There is a regret I have. I wish he could see me now. After losing 135 pounds, having a flattering hair color, and some self respect it would at least make me feel better. This “man” who once told me I better not get pregnant because no one would ever notice. This “man” that encouraged other men to make elephant noises at me in front of over 50 people. The same “man” who would tell me he could possibly love me if I lost weight then beat me.
I’m lying. I would feel much better with a baseball bat or an extremely attractive, intimidating man with me when I saw him. Sorry, it’s how my brain works. At least I stopped daydreaming revenge fantasies. Progress.

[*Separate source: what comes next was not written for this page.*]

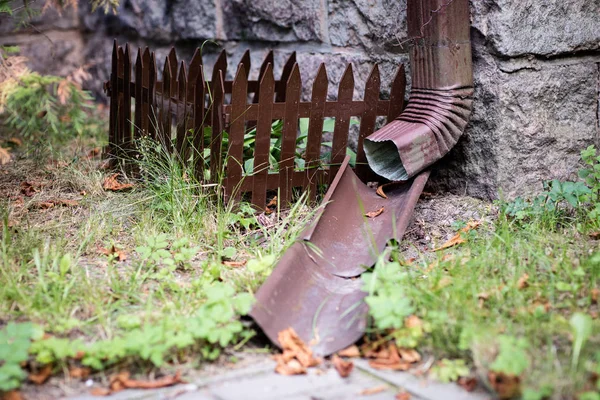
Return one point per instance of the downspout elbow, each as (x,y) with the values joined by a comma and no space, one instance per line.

There are so many people that can forgive another person for some of the most painful acts. Parents who forgive the men that murder their daughters. Any family that forgives someone who has murdered or harmed a loved one. I don’t understand. I don’t think I ever will. Is it part of my illness? Is it genetics? Is it because I’m Irish? Why do I have such a hard time with the concept of forgiveness?
When it comes to smaller incidents I can forgive. I forgive my brother for everything he’s done except for hitting on W at my mother’s funeral. I have issues with my sister but they usually go away. Wait. I have a problem with forgiving my niece for what she wrote to me. Telling me that I should’ve killed myself because everyone would be better off and that my mom would be rolling over in her grave if she could see what a loser I am is kind of bordering unforgiveable. Other than a few small things I mostly let stuff go. Ok, maybe not.